Motion Planning

There are typically two steps when trying to get a robot from point A to point B:

Trajectory generation
Trajectory tracking (or Control)

There are exceptions to this, such as MPC, but those will be discussed in a later post. This post will assume there is a two step pipeline and will focus on the first step. The next post will focus on the second step and will include a discussion of the scenarios where both steps can be combined into one.

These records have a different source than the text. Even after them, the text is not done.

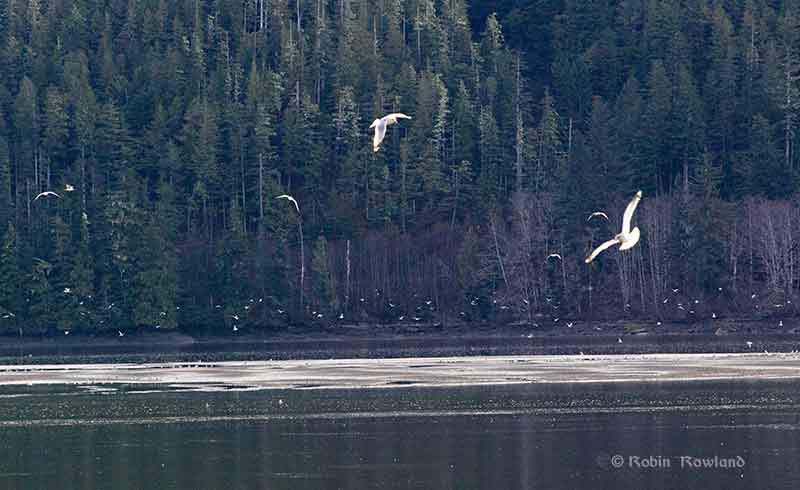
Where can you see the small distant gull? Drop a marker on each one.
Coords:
(290, 198)
(628, 237)
(597, 213)
(380, 127)
(46, 193)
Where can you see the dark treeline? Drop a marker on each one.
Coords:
(178, 122)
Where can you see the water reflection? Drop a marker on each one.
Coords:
(528, 436)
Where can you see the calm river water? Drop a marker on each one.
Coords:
(596, 435)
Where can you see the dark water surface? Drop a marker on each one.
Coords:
(494, 437)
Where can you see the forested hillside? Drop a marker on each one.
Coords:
(177, 123)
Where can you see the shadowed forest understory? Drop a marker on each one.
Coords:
(168, 129)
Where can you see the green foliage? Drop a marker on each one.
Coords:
(176, 126)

Before we dig into specific methods for trajectory generation, remember that the last post ended with us being able to take a set of points $x$, $y$, $z$, $\psi$ at some time $t$, and obtaining the rest of our state variables based only on these points. This means that we only need to take into account the values of $x$, $y$, $z$, $\psi$ during our planning since they will allow us to solve for the rest of the state variables at any time in the trajectory. This reduces the number of state variables we have to plan in from 12 to 4 thus greatly simplifying the problem and proving why differential flatness is such a useful property.

Interpolation

The simplest way to generate a trajectory is by linear interpolation. Let’s say our drone is hovering at point $x_0$, $y_0$, $z_0$, $\psi_0$ at time $t = 0$ and we want it to fly to $x_1$, $y_1$, $z_1$, $\psi_1$ at time $t = 1$.

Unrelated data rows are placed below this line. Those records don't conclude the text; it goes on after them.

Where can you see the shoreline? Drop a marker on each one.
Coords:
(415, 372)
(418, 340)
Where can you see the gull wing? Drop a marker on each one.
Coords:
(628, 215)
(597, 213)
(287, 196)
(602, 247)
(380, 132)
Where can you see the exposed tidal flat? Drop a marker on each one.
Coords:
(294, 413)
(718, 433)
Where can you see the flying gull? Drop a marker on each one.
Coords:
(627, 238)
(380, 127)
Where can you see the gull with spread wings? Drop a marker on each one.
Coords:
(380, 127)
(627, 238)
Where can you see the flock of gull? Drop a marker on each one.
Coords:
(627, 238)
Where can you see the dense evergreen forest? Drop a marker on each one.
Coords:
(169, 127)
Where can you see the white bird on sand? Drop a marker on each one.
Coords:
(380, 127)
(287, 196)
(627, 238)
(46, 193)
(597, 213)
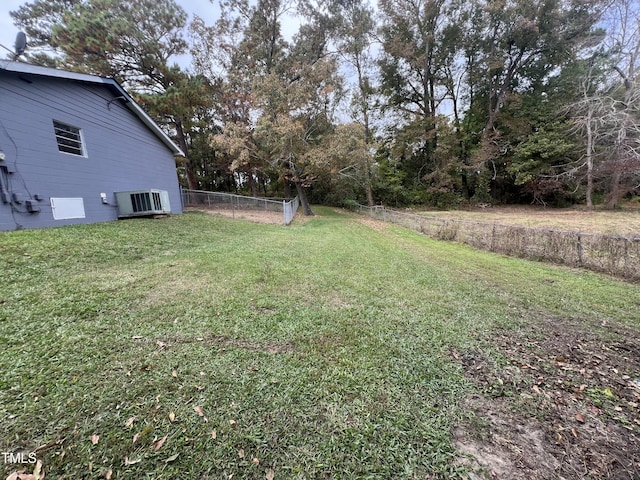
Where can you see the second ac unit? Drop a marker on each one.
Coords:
(141, 203)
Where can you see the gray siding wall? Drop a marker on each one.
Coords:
(121, 152)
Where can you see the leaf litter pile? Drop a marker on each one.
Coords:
(560, 400)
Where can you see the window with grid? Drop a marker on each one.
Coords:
(69, 138)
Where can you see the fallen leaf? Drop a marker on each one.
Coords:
(38, 472)
(171, 458)
(159, 443)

The straightforward linear interpolation algorithm is as follows: $$ x(t) = x_0 \cdot t + x_1 \cdot (1 - t) $$ $$ y(t) = y_0 \cdot t + y_1 \cdot (1 - t) $$ $$ z(t) = z_0 \cdot t + z_1 \cdot (1 - t) $$ $$ \psi(t) = \psi_0 \cdot t + \psi_1 \cdot (1 - t) $$ There are obvious issues with interpolation, such as how to plan around objects. However, in the case where you have a drone in an open field that you want to transit between certain waypoints, the simplicity of interpolation trivializes the trajectory generation step since the above equations (and their derivatives) are straightforward to implement.

Spline Trajectories

Linear interpolation works fine, but what if we want the trajectory to be smooth so that we don’t have jagged edges when we reach a waypoint and want to transition to another one? A cubic spline will help us achieve a smoother trajectory at the cost of a slightly more complex implementation.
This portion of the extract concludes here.